I have the following ostensibly simple C program:
#include <stdint.h>
#include <stdio.h>
uint16_t
foo(uint16_t *arr)
{
  unsigned int i;
  uint16_t sum = 0;
  for (i = 0; i < 4; i++) {
    sum += *arr;
    arr++;
  }
  return sum;
}
int main()
{
  uint32_t arr[] = {5, 6, 7, 8};
  printf("sum: %x\n", foo((uint16_t*)arr));
  return 0;
}
The idea being that we iterate over an array and add up it's 16-bit words ignoring overflow. When compiling this code on x86-64 with gcc and no optimization I get what would seem to be the correct result of 0xb (11) because it's summing the first 4 16-bit words which include 5, and 6:
$ gcc -O0 -o castit castit.c
$ ./castit
sum: b
$ ./castit
sum: b
$
With optimization on it's another story:
$ gcc -O2 -o castit castit.c
$ ./castit
sum: 5577
$ ./castit
sum: c576
$ ./castit
sum: 1de6
The program generates indeterminate values for the sum.

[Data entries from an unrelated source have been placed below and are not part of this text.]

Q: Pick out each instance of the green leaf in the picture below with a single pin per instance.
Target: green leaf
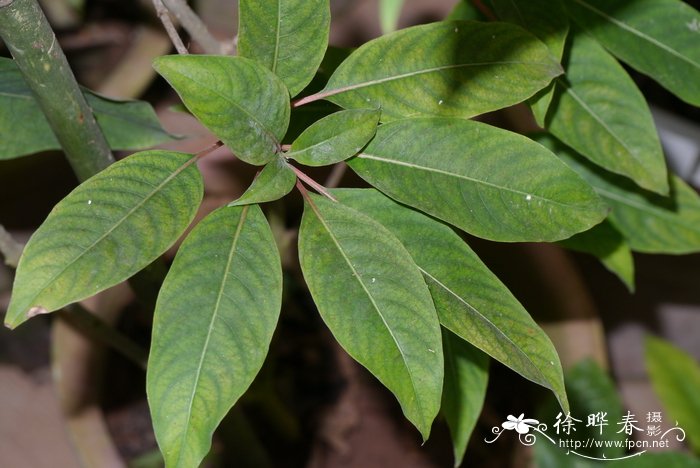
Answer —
(657, 37)
(598, 111)
(466, 376)
(590, 391)
(241, 102)
(489, 182)
(465, 10)
(607, 244)
(287, 37)
(472, 68)
(373, 298)
(649, 222)
(470, 300)
(127, 125)
(104, 231)
(675, 376)
(335, 138)
(389, 12)
(547, 20)
(213, 323)
(274, 181)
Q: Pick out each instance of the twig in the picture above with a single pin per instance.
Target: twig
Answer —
(209, 149)
(312, 183)
(194, 26)
(94, 328)
(33, 44)
(162, 13)
(336, 175)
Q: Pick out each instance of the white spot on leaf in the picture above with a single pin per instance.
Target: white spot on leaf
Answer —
(36, 310)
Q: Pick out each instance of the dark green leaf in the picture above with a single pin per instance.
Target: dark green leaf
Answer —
(598, 111)
(650, 223)
(24, 129)
(288, 37)
(274, 181)
(547, 20)
(213, 323)
(107, 229)
(465, 10)
(657, 37)
(472, 68)
(607, 244)
(469, 299)
(373, 298)
(335, 138)
(490, 182)
(466, 376)
(389, 12)
(675, 376)
(590, 391)
(241, 102)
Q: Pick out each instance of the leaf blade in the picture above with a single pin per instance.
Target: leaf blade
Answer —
(335, 138)
(657, 37)
(478, 309)
(466, 377)
(649, 222)
(473, 189)
(374, 284)
(241, 102)
(451, 81)
(608, 245)
(295, 49)
(675, 376)
(228, 269)
(274, 181)
(599, 111)
(135, 210)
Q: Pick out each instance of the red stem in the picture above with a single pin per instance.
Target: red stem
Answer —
(312, 183)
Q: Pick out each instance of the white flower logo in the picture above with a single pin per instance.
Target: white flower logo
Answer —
(521, 425)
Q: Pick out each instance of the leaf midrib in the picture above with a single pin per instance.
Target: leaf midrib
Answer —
(492, 326)
(646, 209)
(278, 28)
(461, 176)
(262, 126)
(374, 304)
(580, 101)
(293, 153)
(637, 33)
(136, 207)
(331, 92)
(220, 294)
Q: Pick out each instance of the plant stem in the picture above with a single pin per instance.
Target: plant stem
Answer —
(162, 13)
(336, 175)
(32, 42)
(194, 26)
(312, 183)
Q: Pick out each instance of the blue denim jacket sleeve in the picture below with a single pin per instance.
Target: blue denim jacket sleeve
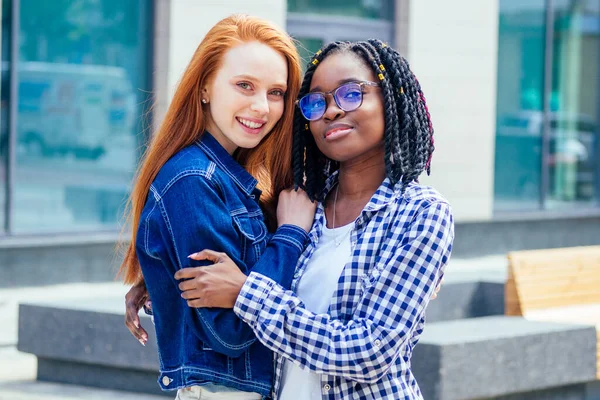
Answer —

I'm assuming the position that it's not a compiler bug for now, which would lead me to believe that there is some undefined behavior in the program, however I can't point to a specific thing which would lead to it.
Note that when the function foo is compiled to a separately linked module the issue is not seen.